Officer Jason Beltz conducted a traffic stop based on his suspicion that Appellant was driving while intoxicated. Appellant stopped his truck and exhibited signs of intoxication. Appellant then became combative, and the officer took Appellant’s keys. Appellant then returned to his truck, locked the door, and retrieved a second set of keys from his pocket. At this juncture, Appellant chose to again drive the truck while intoxicated while fleeing from Officer Beltz, and Appellant was arrested at the conclusion of his drunken flight.

Appellant was ultimately charged and convicted of fleeing, DUI, careless driving, and public drunkenness. Fleeing is generally a second-degree misdemeanor (“M2”). However, when the fleeing occurs while driving under the influence, it is graded as a third-degree felony (“F3”). Therefore, in this case, the fleeing offense was elevated to an F3.
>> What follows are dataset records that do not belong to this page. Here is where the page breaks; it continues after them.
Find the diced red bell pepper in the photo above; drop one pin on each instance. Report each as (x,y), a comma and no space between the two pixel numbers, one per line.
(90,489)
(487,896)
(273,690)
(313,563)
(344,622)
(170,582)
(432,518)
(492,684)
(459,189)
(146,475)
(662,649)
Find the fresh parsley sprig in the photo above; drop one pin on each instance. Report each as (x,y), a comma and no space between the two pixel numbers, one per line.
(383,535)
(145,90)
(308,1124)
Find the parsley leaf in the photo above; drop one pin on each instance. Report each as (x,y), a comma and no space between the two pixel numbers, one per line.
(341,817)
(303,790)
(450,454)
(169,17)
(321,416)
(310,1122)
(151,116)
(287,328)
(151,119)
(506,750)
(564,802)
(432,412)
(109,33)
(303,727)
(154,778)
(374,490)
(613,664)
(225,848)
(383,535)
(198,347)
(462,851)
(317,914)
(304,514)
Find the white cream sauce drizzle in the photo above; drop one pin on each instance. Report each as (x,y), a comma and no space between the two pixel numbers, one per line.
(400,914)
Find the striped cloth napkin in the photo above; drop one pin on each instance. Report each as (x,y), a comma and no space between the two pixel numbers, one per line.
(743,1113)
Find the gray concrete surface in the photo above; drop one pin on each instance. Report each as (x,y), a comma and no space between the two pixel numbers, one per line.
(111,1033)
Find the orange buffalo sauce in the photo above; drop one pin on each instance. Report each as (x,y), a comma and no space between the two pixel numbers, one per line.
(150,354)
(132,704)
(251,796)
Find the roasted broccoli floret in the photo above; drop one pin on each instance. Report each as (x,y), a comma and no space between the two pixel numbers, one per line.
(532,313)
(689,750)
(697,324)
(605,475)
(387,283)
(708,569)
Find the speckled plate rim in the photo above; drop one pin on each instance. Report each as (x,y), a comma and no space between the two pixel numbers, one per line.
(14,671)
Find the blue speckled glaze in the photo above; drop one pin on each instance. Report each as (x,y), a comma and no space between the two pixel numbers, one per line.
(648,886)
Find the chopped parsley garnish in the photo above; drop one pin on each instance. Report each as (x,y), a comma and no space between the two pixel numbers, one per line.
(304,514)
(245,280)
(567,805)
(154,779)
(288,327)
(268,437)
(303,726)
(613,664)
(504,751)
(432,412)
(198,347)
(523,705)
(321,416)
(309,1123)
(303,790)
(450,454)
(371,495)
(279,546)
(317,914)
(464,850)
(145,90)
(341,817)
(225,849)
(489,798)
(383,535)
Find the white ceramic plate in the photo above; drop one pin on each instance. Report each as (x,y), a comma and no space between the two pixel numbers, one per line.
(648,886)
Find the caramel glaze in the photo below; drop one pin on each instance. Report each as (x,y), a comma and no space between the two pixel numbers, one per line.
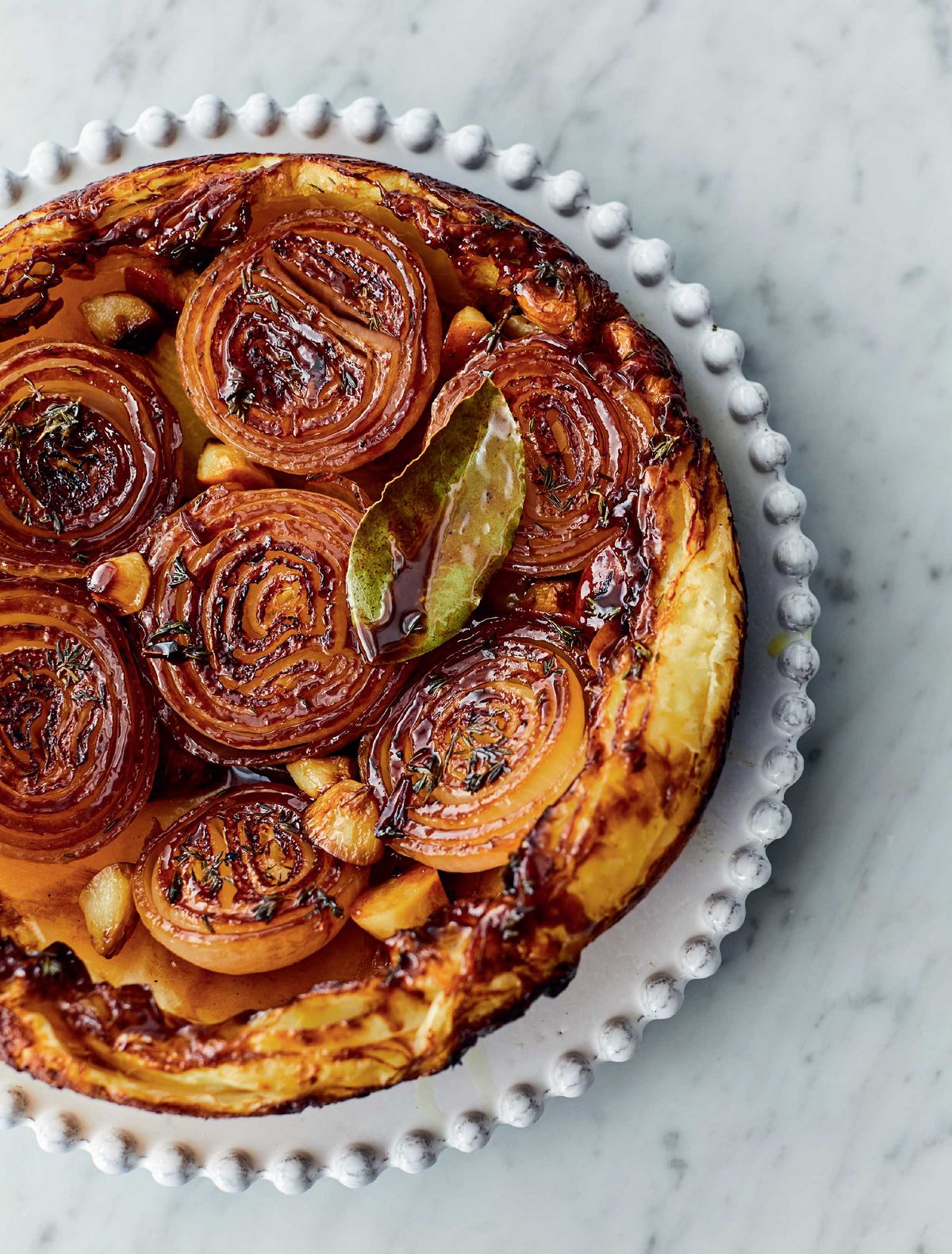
(477,254)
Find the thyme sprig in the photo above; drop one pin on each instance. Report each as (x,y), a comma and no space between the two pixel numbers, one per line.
(661,448)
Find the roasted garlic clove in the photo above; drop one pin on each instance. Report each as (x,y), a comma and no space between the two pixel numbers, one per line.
(109,910)
(315,775)
(164,289)
(463,335)
(122,321)
(121,582)
(401,903)
(343,822)
(222,463)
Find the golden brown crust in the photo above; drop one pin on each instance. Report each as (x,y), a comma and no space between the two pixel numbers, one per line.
(660,706)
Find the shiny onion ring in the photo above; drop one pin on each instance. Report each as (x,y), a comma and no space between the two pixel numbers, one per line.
(236,887)
(313,347)
(90,457)
(581,448)
(78,744)
(246,631)
(478,746)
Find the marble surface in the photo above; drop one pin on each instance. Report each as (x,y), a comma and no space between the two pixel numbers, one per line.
(796,155)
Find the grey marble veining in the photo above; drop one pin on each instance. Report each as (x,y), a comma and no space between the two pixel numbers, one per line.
(797,157)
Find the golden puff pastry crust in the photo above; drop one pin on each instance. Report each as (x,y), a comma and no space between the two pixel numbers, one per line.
(660,695)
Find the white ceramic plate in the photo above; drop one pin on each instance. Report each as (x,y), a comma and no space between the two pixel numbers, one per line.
(637,971)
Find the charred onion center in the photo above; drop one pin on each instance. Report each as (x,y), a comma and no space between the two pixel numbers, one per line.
(478,746)
(315,345)
(77,740)
(581,451)
(248,632)
(90,457)
(236,887)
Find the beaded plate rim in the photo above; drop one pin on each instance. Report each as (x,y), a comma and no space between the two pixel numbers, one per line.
(236,1152)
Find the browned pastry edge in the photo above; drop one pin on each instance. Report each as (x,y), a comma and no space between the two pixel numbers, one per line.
(658,725)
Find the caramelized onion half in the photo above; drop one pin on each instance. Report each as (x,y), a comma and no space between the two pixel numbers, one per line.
(246,631)
(236,885)
(477,748)
(90,457)
(581,449)
(78,744)
(314,345)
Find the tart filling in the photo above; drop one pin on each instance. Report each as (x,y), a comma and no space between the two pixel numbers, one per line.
(370,627)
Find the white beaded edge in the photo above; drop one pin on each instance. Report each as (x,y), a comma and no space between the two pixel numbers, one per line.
(652,263)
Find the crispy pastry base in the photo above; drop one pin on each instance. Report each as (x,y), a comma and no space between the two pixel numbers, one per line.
(658,727)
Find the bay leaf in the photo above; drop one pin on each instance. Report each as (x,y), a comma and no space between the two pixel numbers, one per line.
(423,554)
Upon conviction, Appellant was sentenced to eight to twenty-four months of incarceration for F3 fleeing and fourteen to forty- eight months for DUI resulting in an aggregate sentence of twenty-two to seventy-two months.


After the denial of a post-sentence motion raising the same issue, Appellant claimed on appeal to the Superior Court that his convictions for driving under the influence of alcohol and fleeing or attempting to elude a police officer should merge for sentencing purposes, thereby decreasing his total sentence.


The Superior Court concluded that Appellant’s convictions arose from separate criminal acts. Therefore, the sentences for each charge did not merge and there was no error in the sentence imposed by the trial court.


Fleeing is generally graded as an M2; but, when the fleeing occurs while driving under the influence, it is graded as an F3.

The doctrine of merger in PA states that no crimes shall merge for sentencing purposes unless the crimes arise from a single criminal act and all of the statutory elements of one offense are included in the statutory elements of the other offense. Therefore, merger is appropriate only when both of two distinct criteria are satisfied: (1) the crimes arise from a single criminal act; and (2) all of the statutory elements of one of the offenses are included within the statutory elements of the other.

The circumstances here are straightforward: there was the initial DUI, followed by a traffic stop, followed by Appellant choosing to flee while DUI.

Therefore, the Court concluded that because Appellant’s convictions arose from separate criminal acts, merger is not implicated.